Protestaktion von Sozialdemokraten in der Südoststadt

SPD Karlsruhe demonstrierte für Modellschule nach skandinavischem Vorbild

22.09.2009 - Mit einer symbolischen Einschulungsaktion gaben Vertreter der SPD Karlsruhe am Dienstag ihrem Unmut über eine ablehnende Entscheidung des CDU-geführten Kultusministeriums Baden-Württemberg Ausdruck. Mehrfach hatten die zuständigen Gremien des Karlsruher Stadtrats sich für die Einrichtung einer zehnjährigen Modellschule nach skandinavischem Vorbild in der Südoststadt ausgesprochen, welche von der Landesregierung abgelehnt wird.

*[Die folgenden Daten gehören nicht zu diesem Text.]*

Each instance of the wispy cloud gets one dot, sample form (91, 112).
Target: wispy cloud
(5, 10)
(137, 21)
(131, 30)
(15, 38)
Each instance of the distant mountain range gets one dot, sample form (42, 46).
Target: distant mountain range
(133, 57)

Die Protestaktion fand auf einem noch unbebauten Areal des ehemaligen Bahnbetriebswerks in der Karlsruher Südoststadt, unweit des markanten Wasserturms statt.

Die Landesregierung Baden-Württemberg hatte einem gemeinsamen Antrag der Landtagsfraktionen von SPD und Grünen eine Absage erteilt. Zuvor war der Antrag der Stadt Karlsruhe auf Einrichtung einer Modellschule vom 27. März 2008 dubioser weise über 15 Monate lang vom Regierungspräsidium nicht bearbeitet worden. Diese Modellschule böte genau das, was Karlsruhe brauche. "Wenn diese Modellschule nicht den bildungspolitischen Rahmenvorgaben des Landes entspricht, dann müssen diese offensichtlich falschen Rahmenvorgaben eben geändert werden", so der SPD-Kreisvorsitzende und Bundestagsabgeordnete Johannes Jung.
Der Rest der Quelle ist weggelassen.